The ReusePolicy (defined in src/flyte/_reusable_environment.py) has several critical constraints:

  • Async Requirement: If concurrency is greater than 1, the tasks must be defined as async functions. Non-async tasks will raise a ValueError during registration if concurrency is high.
  • Starvation Prevention: flyte-sdk recommends a minimum of 2 replicas. This prevents "starvation" where a parent task occupies the only available replica and cannot schedule its own child tasks.
  • Override Restrictions: When reusable is enabled, you cannot override resources, env_vars, or secrets via task.override() unless you also pass reusable="off" in that same call.

Advanced Infrastructure Configuration

For complex Kubernetes requirements, you can attach a PodTemplate to an environment to configure sidecars, volumes, or specific node selectors.

from kubernetes.client.models import V1PodSpec, V1Container, V1EnvVar

pod_template = flyte.PodTemplate(
primary_container_name="primary",
pod_spec=V1PodSpec(
containers=[
V1Container(
name="primary",
env=[V1EnvVar(name="CUSTOM_VAR", value="flyte-val")]
)
],
),
)

env = flyte.TaskEnvironment(
name="k8s-specialized",
pod_template=pod_template,
)

If your environment depends on other environments being deployed (for example, a driver environment that schedules tasks into a worker environment), use the depends_on parameter. This ensures that the worker infrastructure is provisioned alongside the driver.

Sandboxed Execution

The sandbox namespace on a TaskEnvironment allows you to run code in a restricted execution environment with strict resource limits. This is useful for running untrusted code or ensuring a pipeline doesn't exceed specific memory or time bounds.

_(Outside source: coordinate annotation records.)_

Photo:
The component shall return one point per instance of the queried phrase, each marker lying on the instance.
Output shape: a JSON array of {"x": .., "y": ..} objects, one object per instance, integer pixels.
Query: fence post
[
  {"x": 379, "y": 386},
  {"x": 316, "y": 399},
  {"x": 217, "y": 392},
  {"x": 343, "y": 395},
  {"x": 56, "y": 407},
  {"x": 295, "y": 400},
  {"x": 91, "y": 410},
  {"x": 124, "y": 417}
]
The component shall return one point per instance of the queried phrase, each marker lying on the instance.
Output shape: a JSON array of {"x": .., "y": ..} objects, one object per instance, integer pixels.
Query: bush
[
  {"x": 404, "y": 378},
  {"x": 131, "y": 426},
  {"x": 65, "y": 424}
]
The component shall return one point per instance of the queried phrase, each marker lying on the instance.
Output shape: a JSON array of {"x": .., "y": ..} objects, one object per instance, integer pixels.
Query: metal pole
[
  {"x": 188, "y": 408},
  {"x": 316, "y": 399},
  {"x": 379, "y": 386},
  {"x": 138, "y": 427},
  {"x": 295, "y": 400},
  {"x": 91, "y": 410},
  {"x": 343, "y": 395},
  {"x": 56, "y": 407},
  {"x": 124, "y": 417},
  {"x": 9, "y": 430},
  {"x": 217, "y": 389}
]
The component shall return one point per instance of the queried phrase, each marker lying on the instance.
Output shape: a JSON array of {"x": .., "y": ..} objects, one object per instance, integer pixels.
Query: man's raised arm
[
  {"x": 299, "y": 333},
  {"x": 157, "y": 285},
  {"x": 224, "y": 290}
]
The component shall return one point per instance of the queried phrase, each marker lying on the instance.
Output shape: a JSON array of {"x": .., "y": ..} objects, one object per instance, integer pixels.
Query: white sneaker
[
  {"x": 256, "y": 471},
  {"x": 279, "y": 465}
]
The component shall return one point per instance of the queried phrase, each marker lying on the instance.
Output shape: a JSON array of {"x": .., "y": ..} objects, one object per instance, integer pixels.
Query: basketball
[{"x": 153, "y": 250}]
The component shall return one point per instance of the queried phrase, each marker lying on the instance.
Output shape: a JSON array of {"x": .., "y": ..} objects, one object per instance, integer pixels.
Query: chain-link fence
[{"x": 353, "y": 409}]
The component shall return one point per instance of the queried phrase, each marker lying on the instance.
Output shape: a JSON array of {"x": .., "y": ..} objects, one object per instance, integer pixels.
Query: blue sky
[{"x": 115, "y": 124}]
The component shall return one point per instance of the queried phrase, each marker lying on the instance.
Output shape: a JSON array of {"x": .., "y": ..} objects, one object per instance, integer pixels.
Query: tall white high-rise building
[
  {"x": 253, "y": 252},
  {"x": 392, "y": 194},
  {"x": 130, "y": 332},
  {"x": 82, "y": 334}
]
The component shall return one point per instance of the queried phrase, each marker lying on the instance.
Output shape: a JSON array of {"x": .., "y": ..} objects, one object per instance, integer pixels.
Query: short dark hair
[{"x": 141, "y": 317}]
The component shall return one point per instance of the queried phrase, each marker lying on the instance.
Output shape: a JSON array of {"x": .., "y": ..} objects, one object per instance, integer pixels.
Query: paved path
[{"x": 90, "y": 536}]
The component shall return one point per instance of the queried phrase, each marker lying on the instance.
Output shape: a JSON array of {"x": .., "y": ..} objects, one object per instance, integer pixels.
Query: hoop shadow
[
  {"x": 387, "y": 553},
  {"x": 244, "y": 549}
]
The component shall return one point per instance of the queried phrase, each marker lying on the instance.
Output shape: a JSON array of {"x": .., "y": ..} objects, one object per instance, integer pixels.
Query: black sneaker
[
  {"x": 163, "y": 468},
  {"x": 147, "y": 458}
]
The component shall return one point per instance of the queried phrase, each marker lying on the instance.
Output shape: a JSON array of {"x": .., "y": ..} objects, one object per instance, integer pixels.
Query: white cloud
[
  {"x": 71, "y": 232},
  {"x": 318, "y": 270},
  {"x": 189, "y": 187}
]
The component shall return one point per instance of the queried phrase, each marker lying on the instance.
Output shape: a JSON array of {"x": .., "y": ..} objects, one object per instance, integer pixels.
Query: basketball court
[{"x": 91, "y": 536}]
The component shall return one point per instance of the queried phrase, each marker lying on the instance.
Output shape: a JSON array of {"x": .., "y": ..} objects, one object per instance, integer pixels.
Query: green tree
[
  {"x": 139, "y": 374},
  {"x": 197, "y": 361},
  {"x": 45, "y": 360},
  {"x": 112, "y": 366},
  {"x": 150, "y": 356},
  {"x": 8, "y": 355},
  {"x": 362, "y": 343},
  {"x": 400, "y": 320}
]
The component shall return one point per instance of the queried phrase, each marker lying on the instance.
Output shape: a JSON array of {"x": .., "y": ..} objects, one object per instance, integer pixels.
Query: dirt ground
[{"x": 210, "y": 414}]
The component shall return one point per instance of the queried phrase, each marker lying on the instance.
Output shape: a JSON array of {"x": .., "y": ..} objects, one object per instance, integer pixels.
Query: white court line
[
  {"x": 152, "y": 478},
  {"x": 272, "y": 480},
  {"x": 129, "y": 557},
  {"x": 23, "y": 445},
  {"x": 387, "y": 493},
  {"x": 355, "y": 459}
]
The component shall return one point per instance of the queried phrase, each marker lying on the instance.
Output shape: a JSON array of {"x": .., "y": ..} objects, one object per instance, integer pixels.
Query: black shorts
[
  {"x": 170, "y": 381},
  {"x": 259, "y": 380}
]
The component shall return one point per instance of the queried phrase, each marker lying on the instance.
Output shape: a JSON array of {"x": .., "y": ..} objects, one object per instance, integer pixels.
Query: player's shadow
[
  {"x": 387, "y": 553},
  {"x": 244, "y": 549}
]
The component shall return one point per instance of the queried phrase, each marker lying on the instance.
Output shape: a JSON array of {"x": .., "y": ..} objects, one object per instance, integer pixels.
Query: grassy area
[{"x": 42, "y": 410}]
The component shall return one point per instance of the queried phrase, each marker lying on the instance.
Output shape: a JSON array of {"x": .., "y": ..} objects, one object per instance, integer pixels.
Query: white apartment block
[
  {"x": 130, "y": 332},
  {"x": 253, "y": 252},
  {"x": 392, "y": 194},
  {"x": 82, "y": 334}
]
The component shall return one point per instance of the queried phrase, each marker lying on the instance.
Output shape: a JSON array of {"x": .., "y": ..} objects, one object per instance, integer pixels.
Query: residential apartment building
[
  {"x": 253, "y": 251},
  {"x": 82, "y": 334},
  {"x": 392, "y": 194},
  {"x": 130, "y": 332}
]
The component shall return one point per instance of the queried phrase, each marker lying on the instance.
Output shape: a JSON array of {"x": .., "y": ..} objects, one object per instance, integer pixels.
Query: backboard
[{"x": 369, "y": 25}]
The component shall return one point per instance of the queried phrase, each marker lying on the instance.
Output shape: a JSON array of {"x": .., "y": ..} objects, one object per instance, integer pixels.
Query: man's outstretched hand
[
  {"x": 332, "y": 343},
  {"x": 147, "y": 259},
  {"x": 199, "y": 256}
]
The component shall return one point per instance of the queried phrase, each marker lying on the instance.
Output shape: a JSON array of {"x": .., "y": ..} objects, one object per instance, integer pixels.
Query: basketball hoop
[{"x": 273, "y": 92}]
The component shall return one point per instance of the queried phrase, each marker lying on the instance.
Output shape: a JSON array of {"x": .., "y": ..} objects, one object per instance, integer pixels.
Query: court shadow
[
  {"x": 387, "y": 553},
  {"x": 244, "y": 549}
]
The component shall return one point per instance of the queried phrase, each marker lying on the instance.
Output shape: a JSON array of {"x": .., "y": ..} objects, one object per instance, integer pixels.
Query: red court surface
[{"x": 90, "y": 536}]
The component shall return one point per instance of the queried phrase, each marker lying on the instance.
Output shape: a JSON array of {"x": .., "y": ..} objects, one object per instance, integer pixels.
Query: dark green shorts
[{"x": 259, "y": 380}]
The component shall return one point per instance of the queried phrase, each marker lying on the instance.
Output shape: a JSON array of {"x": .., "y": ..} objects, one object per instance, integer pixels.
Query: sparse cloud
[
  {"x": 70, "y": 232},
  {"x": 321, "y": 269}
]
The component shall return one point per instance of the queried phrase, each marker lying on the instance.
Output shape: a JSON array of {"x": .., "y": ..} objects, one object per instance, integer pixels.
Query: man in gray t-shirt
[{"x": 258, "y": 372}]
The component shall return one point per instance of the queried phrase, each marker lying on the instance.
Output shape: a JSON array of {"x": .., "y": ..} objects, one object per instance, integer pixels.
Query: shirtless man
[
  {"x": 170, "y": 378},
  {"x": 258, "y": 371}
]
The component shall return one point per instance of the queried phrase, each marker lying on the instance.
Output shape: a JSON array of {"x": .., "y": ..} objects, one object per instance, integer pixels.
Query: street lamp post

You access this via env.sandbox.orchestrator, which supports three modes:

  1. Bare Decorator:
    @env.sandbox.orchestrator
    def restricted_task(n: int) -> int:
    return n * 2
  2. Decorator Factory:
    @env.sandbox.orchestrator(timeout_ms=5000, max_memory=100*1024*1024)
    def heavy_task(data: list) -> dict:
    ...
  3. Code String:
    # Dynamically create a task from a string
    dynamic_task = env.sandbox.orchestrator(
    "x + y",
    inputs={"x": int, "y": int},
    output=int
    )

The _SandboxNamespace class (in src/flyte/_task_environment.py) manages these templates. By default, sandboxed tasks are limited to 50 MiB of memory and a 30-second timeout unless configured otherwise via SandboxedConfig.

Environment Composition

You can create new environments based on existing ones using clone_with(). This is useful for creating variations (e.g., a GPU version of a standard CPU environment) without repeating the base image or secret configuration.

base_env = flyte.TaskEnvironment(name="base", image="my-image:latest")

# Inherits image, but changes resources and name
gpu_env = base_env.clone_with(
name="base-gpu",
resources=flyte.Resources(gpu="1")
)

Alternatively, if you have a set of existing task templates and want to group them into a new environment, use TaskEnvironment.from_task(). This factory method validates that all tasks share the same container image before creating the environment.